Em 1983 minha sócia e eu compramos o primeiro livro dela, "Entertaining", na livraria Bux. Chegando ao bufê, folheamos de cabo a rabo e nossas reações parece que resumiram as milhares de laudas gastas com a autora nos anos seguintes. "Meu Deus, vou ter que fazer mais sete anos de análise!", "Olha só a casa, as panelas, as couves, as flores! É tudo produção e cenário!".
Fomos correndo devolver o livro. Polly, a dona da livraria, nos botou porta afora com o dedo em riste. "Nada de devolver livro nenhum. Vocês estão é com inveja. Mortas de inveja, isso sim!"

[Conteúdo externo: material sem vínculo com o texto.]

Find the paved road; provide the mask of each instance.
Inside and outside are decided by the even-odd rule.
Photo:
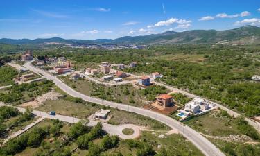
[[[11,106],[11,105],[6,105],[0,102],[0,106],[3,106],[3,105]],[[26,111],[25,108],[18,107],[15,106],[11,106],[11,107],[17,108],[18,110],[21,112],[24,112]],[[5,139],[4,143],[12,138],[17,137],[19,136],[20,135],[23,134],[26,130],[29,130],[31,128],[33,127],[35,125],[40,123],[44,119],[58,119],[60,121],[70,123],[75,123],[81,120],[80,119],[78,119],[78,118],[74,118],[74,117],[71,117],[71,116],[64,116],[64,115],[56,114],[55,116],[53,116],[53,115],[48,114],[46,112],[37,111],[37,110],[33,110],[33,113],[36,116],[40,116],[40,118],[36,121],[33,122],[33,123],[27,125],[24,129],[12,134],[11,136],[10,136],[9,137]],[[89,121],[89,123],[88,123],[87,125],[94,126],[97,123],[98,123],[97,121],[92,120],[92,121]],[[138,137],[140,135],[140,128],[135,125],[124,124],[124,125],[113,125],[107,124],[106,123],[102,123],[102,125],[103,125],[103,129],[105,131],[106,131],[107,133],[111,134],[111,135],[116,135],[122,139],[135,139],[135,138]],[[131,135],[125,135],[123,134],[122,130],[126,128],[132,128],[134,130],[134,133]]]
[[[0,89],[5,89],[5,88],[7,88],[7,87],[11,87],[12,85],[6,85],[6,86],[1,86],[0,87]]]
[[[136,76],[135,74],[132,74],[132,73],[127,73],[127,74],[129,74],[129,75],[131,75],[134,77],[136,77],[136,78],[139,78],[138,76]],[[172,91],[174,91],[174,92],[179,92],[179,93],[182,93],[189,97],[191,97],[191,98],[196,98],[196,97],[198,97],[198,98],[200,98],[200,96],[196,96],[195,94],[193,94],[191,93],[189,93],[187,91],[184,91],[184,90],[182,90],[182,89],[177,89],[177,88],[175,88],[175,87],[171,87],[171,86],[168,86],[167,85],[165,85],[164,83],[158,83],[158,82],[156,82],[155,80],[153,80],[153,83],[157,85],[161,85],[161,86],[164,86],[166,88],[170,89],[170,90],[172,90]],[[216,102],[214,102],[214,101],[209,101],[209,100],[207,100],[207,101],[213,103],[213,104],[215,104],[216,106],[218,106],[219,108],[220,108],[221,110],[225,110],[227,111],[227,112],[231,115],[231,116],[234,116],[234,117],[237,117],[237,116],[241,116],[240,114],[220,105],[220,104],[218,104]],[[254,121],[252,121],[249,118],[245,118],[245,119],[248,122],[249,124],[250,124],[252,126],[253,126],[256,130],[258,130],[259,132],[260,132],[260,123],[257,123]]]
[[[20,66],[20,65],[19,65],[19,64],[17,64],[16,63],[8,63],[6,64],[10,65],[10,66],[11,66],[12,67],[16,68],[16,69],[17,69],[19,71],[28,70],[28,69],[26,69],[26,67]]]
[[[200,96],[196,96],[196,95],[194,95],[193,94],[189,93],[189,92],[187,92],[186,91],[184,91],[184,90],[181,90],[181,89],[177,89],[177,88],[172,87],[171,86],[166,85],[161,83],[158,83],[158,82],[156,82],[156,81],[153,81],[153,83],[155,83],[156,85],[158,85],[164,86],[166,88],[170,90],[182,93],[182,94],[183,94],[184,95],[187,95],[187,96],[189,96],[191,98],[196,98],[196,97],[200,98]],[[215,104],[216,106],[218,106],[221,110],[227,111],[227,113],[231,116],[234,116],[234,117],[237,117],[237,116],[241,116],[241,114],[239,114],[239,113],[237,113],[237,112],[234,112],[234,111],[233,111],[233,110],[230,110],[230,109],[229,109],[229,108],[227,108],[227,107],[225,107],[222,105],[220,105],[217,103],[215,103],[215,102],[209,101],[209,100],[207,100],[207,101],[213,103],[213,104]],[[259,132],[260,132],[260,123],[259,123],[254,121],[249,118],[245,118],[245,119],[248,122],[249,124],[250,124],[255,129],[257,129],[259,131]]]
[[[8,140],[11,139],[12,138],[15,138],[15,137],[21,135],[21,134],[23,134],[24,132],[26,132],[30,128],[33,128],[36,124],[37,124],[38,123],[40,123],[40,121],[42,121],[42,120],[44,120],[44,119],[45,119],[44,117],[40,117],[38,119],[37,119],[35,121],[34,121],[33,123],[32,123],[26,125],[22,130],[19,130],[19,131],[17,131],[16,132],[12,133],[10,136],[9,136],[8,138],[6,138],[6,139],[4,139],[3,144],[5,144],[6,142],[7,142]]]
[[[79,72],[79,71],[74,71],[74,73],[79,73],[80,75],[82,75],[83,73]],[[110,83],[110,82],[102,82],[102,81],[100,81],[98,80],[97,80],[96,78],[92,78],[87,74],[84,74],[84,76],[85,76],[86,78],[89,79],[89,80],[92,81],[92,82],[94,82],[96,83],[98,83],[98,84],[101,84],[101,85],[126,85],[126,84],[128,84],[128,83],[132,83],[132,82],[134,81],[136,81],[136,80],[132,80],[132,81],[129,81],[129,80],[123,80],[122,82],[120,82],[120,83],[116,83],[116,82],[114,82],[113,81],[112,83]]]
[[[182,133],[186,138],[187,138],[189,141],[191,141],[198,148],[199,148],[205,155],[207,156],[213,156],[213,155],[218,155],[218,156],[223,156],[225,155],[222,152],[220,151],[218,148],[216,147],[211,142],[202,136],[200,133],[197,132],[194,130],[191,129],[189,126],[185,126],[180,122],[174,120],[172,118],[170,118],[167,116],[149,111],[146,110],[141,108],[127,105],[123,103],[117,103],[107,101],[103,101],[97,98],[90,97],[86,95],[84,95],[81,93],[79,93],[66,84],[62,83],[58,78],[57,78],[54,76],[51,76],[49,73],[46,73],[44,71],[42,71],[40,69],[37,69],[35,67],[33,67],[31,64],[31,62],[26,62],[24,66],[28,68],[29,70],[35,72],[35,73],[40,73],[43,75],[44,78],[52,80],[53,83],[59,87],[62,90],[65,92],[67,94],[73,96],[73,97],[78,97],[81,98],[82,99],[92,102],[98,103],[100,105],[110,105],[112,107],[117,107],[120,110],[128,111],[128,112],[133,112],[137,113],[139,114],[141,114],[144,116],[148,116],[150,118],[154,119],[157,120],[162,123],[165,123],[166,125],[168,125],[169,127],[178,130],[180,133]]]

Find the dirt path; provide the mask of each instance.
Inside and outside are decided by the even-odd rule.
[[[51,91],[42,94],[41,96],[37,97],[34,101],[24,103],[19,106],[21,107],[30,107],[35,109],[39,107],[40,105],[42,105],[46,100],[58,100],[60,96],[61,95],[60,93]]]
[[[227,137],[221,137],[221,136],[212,136],[212,135],[205,135],[200,132],[202,135],[204,135],[207,138],[212,138],[212,139],[221,139],[229,142],[254,142],[252,141],[252,139],[246,135],[230,135]],[[258,142],[260,143],[260,142]]]

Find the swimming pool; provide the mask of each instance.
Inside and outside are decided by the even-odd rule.
[[[177,115],[179,116],[180,117],[184,117],[184,116],[186,116],[186,114],[184,112],[180,112],[180,113],[177,114]]]

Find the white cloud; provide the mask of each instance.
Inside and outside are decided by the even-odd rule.
[[[55,37],[55,36],[58,36],[59,34],[58,33],[44,33],[44,34],[41,34],[40,35],[40,37]],[[62,34],[60,34],[62,35]]]
[[[201,17],[199,21],[208,21],[208,20],[213,20],[216,18],[235,18],[239,17],[246,17],[250,16],[251,14],[248,11],[243,11],[240,14],[234,14],[234,15],[227,15],[227,13],[220,13],[217,14],[215,17],[213,16],[205,16]]]
[[[214,19],[214,17],[212,16],[205,16],[201,17],[199,21],[209,21],[209,20],[213,20]]]
[[[245,19],[241,21],[236,21],[234,25],[239,26],[239,25],[245,25],[245,24],[250,24],[252,26],[260,26],[260,19],[252,18],[252,19]]]
[[[46,12],[46,11],[42,11],[42,10],[35,10],[35,9],[32,9],[32,10],[34,11],[34,12],[36,12],[38,14],[40,14],[43,16],[49,17],[60,18],[60,19],[69,17],[67,15],[58,14],[58,13],[55,13],[55,12]]]
[[[164,4],[162,3],[162,10],[164,11],[164,14],[166,14],[166,12],[165,11]]]
[[[135,31],[130,31],[128,33],[128,35],[132,35],[135,33]]]
[[[137,24],[139,24],[139,22],[137,22],[137,21],[128,21],[128,22],[123,24],[123,26],[131,26],[131,25],[135,25]]]
[[[0,21],[11,21],[11,22],[18,22],[18,21],[29,21],[26,19],[0,19]]]
[[[174,28],[175,29],[178,28],[188,28],[191,26],[191,24],[179,24],[177,27]]]
[[[94,29],[92,31],[81,31],[81,33],[98,33],[99,31],[96,29]]]
[[[138,31],[139,31],[139,33],[144,33],[144,32],[148,31],[148,30],[146,30],[146,29],[144,29],[144,28],[140,28]]]
[[[220,13],[217,14],[216,17],[212,16],[205,16],[199,19],[199,21],[208,21],[208,20],[213,20],[216,18],[235,18],[238,17],[246,17],[250,16],[251,14],[248,11],[243,11],[240,14],[235,14],[235,15],[227,15],[227,13]]]
[[[113,33],[113,31],[104,31],[104,33]]]
[[[251,14],[248,11],[244,11],[240,13],[241,17],[245,17],[245,16],[250,16]]]
[[[237,17],[239,16],[239,14],[228,15],[226,13],[220,13],[220,14],[217,14],[216,15],[216,17],[218,17],[218,18],[234,18],[234,17]]]
[[[100,11],[100,12],[110,12],[111,9],[104,8],[92,8],[90,10],[94,10],[94,11]]]
[[[153,28],[153,27],[159,27],[159,26],[170,26],[174,23],[177,24],[189,24],[191,23],[191,21],[189,20],[185,20],[185,19],[179,19],[177,18],[171,18],[166,21],[159,21],[154,25],[149,25],[147,26],[147,28]]]
[[[250,15],[251,15],[250,12],[249,12],[248,11],[244,11],[240,14],[235,14],[235,15],[228,15],[226,13],[220,13],[220,14],[216,15],[216,17],[218,18],[235,18],[238,17],[250,16]]]

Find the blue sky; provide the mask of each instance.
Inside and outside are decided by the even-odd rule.
[[[259,0],[3,0],[0,38],[117,38],[260,26]]]

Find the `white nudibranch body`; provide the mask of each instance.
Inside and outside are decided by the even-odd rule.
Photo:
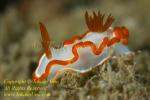
[[[51,47],[48,48],[49,50],[45,50],[33,73],[34,80],[52,79],[63,70],[85,73],[97,65],[103,64],[113,55],[131,53],[126,46],[128,44],[127,29],[115,27],[113,30],[110,28],[113,22],[112,16],[109,16],[103,24],[101,23],[102,15],[100,13],[93,14],[93,19],[90,19],[87,13],[85,14],[89,31],[83,36],[65,41],[64,46],[59,49]],[[40,25],[41,33],[47,34],[44,25]],[[47,35],[43,35],[43,38],[47,38],[45,36]],[[47,49],[44,43],[43,47]],[[113,55],[110,54],[112,50],[114,51]]]

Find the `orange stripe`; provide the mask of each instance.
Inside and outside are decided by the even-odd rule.
[[[72,44],[74,43],[76,40],[79,40],[81,38],[83,38],[86,34],[88,34],[89,32],[86,32],[83,36],[81,37],[76,37],[76,38],[73,38],[72,40],[70,41],[65,41],[64,42],[64,45],[68,45],[68,44]],[[123,37],[122,37],[123,38]],[[82,48],[82,47],[90,47],[93,51],[93,53],[95,55],[99,55],[102,50],[106,47],[106,46],[111,46],[113,45],[114,43],[117,43],[120,41],[120,36],[116,36],[114,38],[112,38],[111,40],[108,39],[108,37],[105,37],[102,41],[102,43],[99,45],[98,48],[96,48],[96,45],[90,41],[86,41],[86,42],[80,42],[76,45],[73,46],[72,48],[72,53],[74,55],[73,58],[71,58],[70,60],[66,60],[66,61],[62,61],[62,60],[52,60],[51,62],[48,63],[48,65],[46,66],[46,70],[45,70],[45,73],[43,73],[40,77],[37,77],[35,75],[35,72],[33,73],[33,79],[35,81],[42,81],[44,80],[48,75],[49,75],[49,72],[50,72],[50,69],[52,67],[52,65],[56,65],[56,64],[59,64],[59,65],[67,65],[67,64],[72,64],[74,63],[78,58],[79,58],[79,55],[78,55],[78,52],[77,50],[79,48]],[[65,66],[62,66],[62,67],[65,67]]]

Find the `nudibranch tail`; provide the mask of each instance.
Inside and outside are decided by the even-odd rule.
[[[114,50],[117,54],[128,54],[129,33],[126,27],[110,27],[114,17],[109,15],[104,21],[105,14],[93,12],[93,17],[85,13],[85,21],[88,31],[82,36],[76,36],[71,40],[64,41],[64,46],[56,49],[49,48],[50,39],[45,26],[40,23],[42,46],[44,54],[33,73],[35,81],[45,78],[54,78],[58,71],[72,69],[79,73],[85,73],[99,64],[103,64],[112,55]],[[101,34],[102,33],[102,34]],[[110,50],[112,49],[112,50]]]
[[[114,21],[114,17],[109,15],[106,19],[106,22],[104,22],[104,14],[101,14],[100,11],[96,15],[95,12],[93,12],[93,18],[88,15],[88,12],[85,13],[85,21],[90,31],[92,32],[104,32],[106,31],[112,22]]]
[[[41,30],[41,36],[42,36],[42,46],[44,48],[44,52],[45,52],[47,58],[51,58],[51,51],[49,48],[50,39],[49,39],[47,29],[44,26],[44,24],[42,24],[41,22],[39,24],[40,24],[40,30]]]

E era, um pouco. Começando como nós, com um simples bufê e escrevendo um livro, Martha Stewart, no ano passado, movimentou US$ 200 milhões com o tal do bufê, uma revista mensal com 8 milhões de leitores, um programa de TV com 15 milhões de telespectadores e 1 milhão de cópias vendidas só de um dos livros.
É uma mulher esforçada, perfeccionista, extremamente preocupada com a carreira e que se transformou numa marca. Forma a opinião de milhões de americanos que têm o direito e quase a obrigação de viver bem com dinheiro novo e que não sentem muita segurança em gastá-lo.
Martha Stewart conseguiu criar uma imagem de família feliz que todos idealizam. Casas bem tratadas, jardins floridos, comida gostosa, crianças alegres, velhos junto à lareira (não, acho que não tem velho) e ela presidindo tudo, loira, alta, bonita, inteligente e ainda por cima magra.
Ajudando a criar o clima, cozinhas enormes, limpas, onde não se vê um objeto velho e feio, uma bacia de plástico ou um pano de prato esfiapado. Só panelas de cobre, superfícies de mármore e alumínio, ladrilhos mexicanos, louça branca, cestas de palha, galinhas poedeiras, madeira e muita comida fresca espalhada.
Toda sua capacidade, criatividade, enorme energia, segurança e autoconfiança estão à venda. Você olha e quer igual. E ela, ainda por cima, adora o que faz. Não se despenteia, não se queixa, diverte-se à grande, levando sua vida, gastando bem seu dinheiro, escrevendo seus livros, vendendo suas panelas, produzindo suas festas.
É um gênio de marketing. Mas, ao mesmo tempo que provoca o consumo, ensina o "do it yourself", conserta a torneira do banheiro, pinta a casa, mantém a chácara, levanta o muro, uma contradição em termos. A mulher, literalmente, pinta e borda.
É justo, no entanto, dar a ela o direito de defesa, pois tanto quanto é amada e seguida, é odiada. Sem meio termo. Ao ser questionada se não estaria "disneyzando" a idéia de casa, de aconchego e de família, ela responde que não. Que só o que faz é escrever livros e ensinar coisas boas e agradáveis. Não escolheu ser a dona-de-casa tempo integral nem caiu na armadilha de querer uma carreira de Amanda em "Melrose". Que tomar conta de uma casa, participar de uma comunidade são coisas que exigem coração largo e muito trabalho. Sabe que a geração que a prestigia é a última a ter sido criada com roupa lavada e passada e comidinha caseira na mesa e que sentem falta disso, lá isto sentem. Sabe que ninguém quer e nem pode mais se identificar com panelas brilhantes e bolos de fubá mas, de repente... E que conciliar trabalho fora e dentro de casa é um enigma, que ela, Martha, consegue decifrar.
E, então, as mulheres, presas no trânsito, ansiosas, atrasadas, mil coisas por fazer, lembram-se dela, loira Martha, com seus biscoitos saídos do forno, suas cestas de morangos rubros e ovos de marfim -e aí odeiam o ícone que elas próprias criaram. Afinal, é melhor odiar a mulher perfeita que ela parece ser do que suas próprias vidas danadas de difíceis.
Uau, Martha Stewart, nosso pesadelo. Falou.